18 - Abril (terça). É duro chegar ao fim da vida e ter de concluir que falhei. Praticamente em tudo. Mas dói-me isso especialmente na incansável tentativa de ser coisa de ser no fazer livros. Mas o mais duro da coisa é eu não ser capaz de entender porquê. Ridículo ressentimento do menino mimado – dizem-me. Não é. Há uma prova real no juízo lá de fora, onde tudo tem assento e subsequente transacção no comércio e na crítica. Alegria Breve foi um fiasco na «Gallimard». Houve agora a invasão dos nossos escribas e mais ou menos todos tiveram o seu acepipe de louros. A mim, com o Para Sempre, deram-me um osso. Vou ser infeliz com abundância. Vou chamar coisas agrestes ao destino. Vou insultar Apolo que me não soube iluminar para não confundir um génio com um cretino. Dizem: mas veja, ó ingrato, como no país já até o dizem célebre. Vão para o inferno mais a consolação. Naturalmente estou velho e vou sendo promovido por antiguidade. Como os oficiais tarimbeiros. É só.
*
Puxei hoje pelo romance. Estou tentando dar o encantamento do fresco de Estábias (sul de Pompeia) em que o narrador se esforça por projectar a idealidade da mulher morta. E depois fui ao meu difícil esticão (1 km?) até às livrarias. Todo o físico me batia o pé a dizer que não. Tive de o arrastar à força.

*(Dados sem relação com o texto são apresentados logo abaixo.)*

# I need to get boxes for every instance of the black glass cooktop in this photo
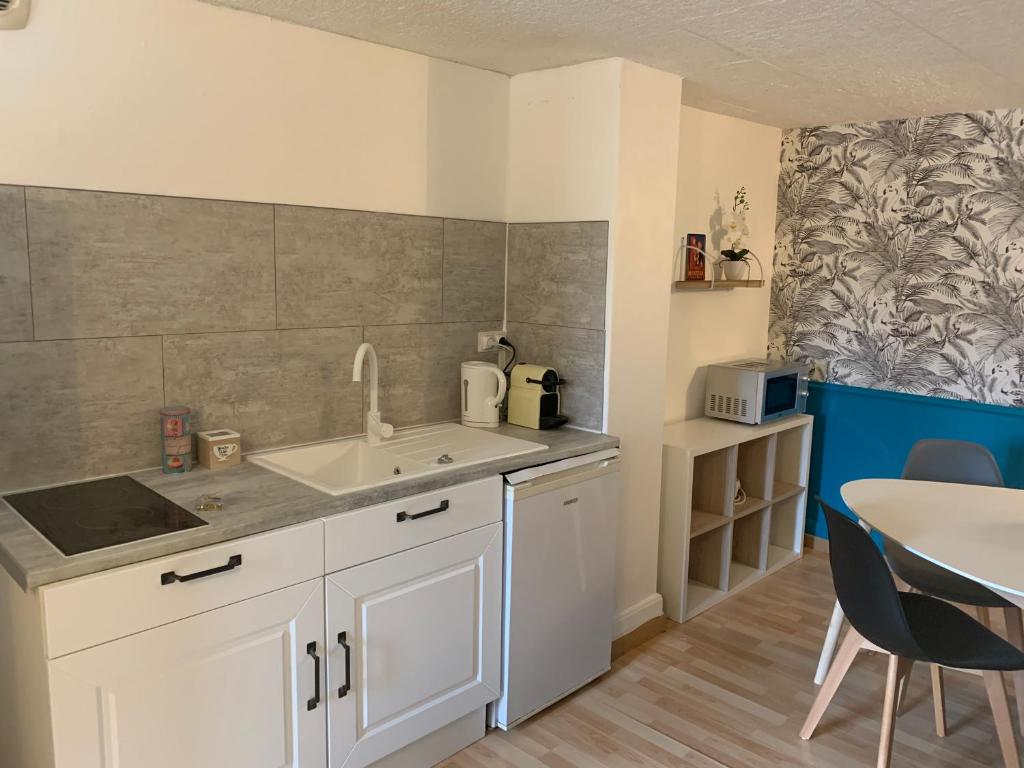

E na Barata encontrei António Afonso Borregana, um dos meus quatro estagiários do único estágio que orientei na vida, logo após o 25 de Abril por conveniência revolucionária. O bom do Borregana era na altura padre. Despadrou-se, casou-se, paternizou-se em três filhos e agora estava cá em Lisboa integrado na comissão que está revendo os programas secundários. Na comissão (como em todo o lado) enxameia a comunada. Mas há que deixá-la bracejar, pois que, se a não deixarem ter a palavra, a coisa não anda. De vez em quando a camuflada diz-lhe:
– Já leu o livro do Saramago? Já leu o livro do Cardoso Pires?
E ele um dia, enfim, também arriscou:
– Já leu o livro do Vergílio Ferreira?
E a comunada disse:
– O Vergílio Ferreira já escreveu uma ou outra coisa com algum interesse. Mas agora está tolinho.
Toma aí, que é para seres mais progressista.
conta-corrente - nova série I (1989), p. 69 e s.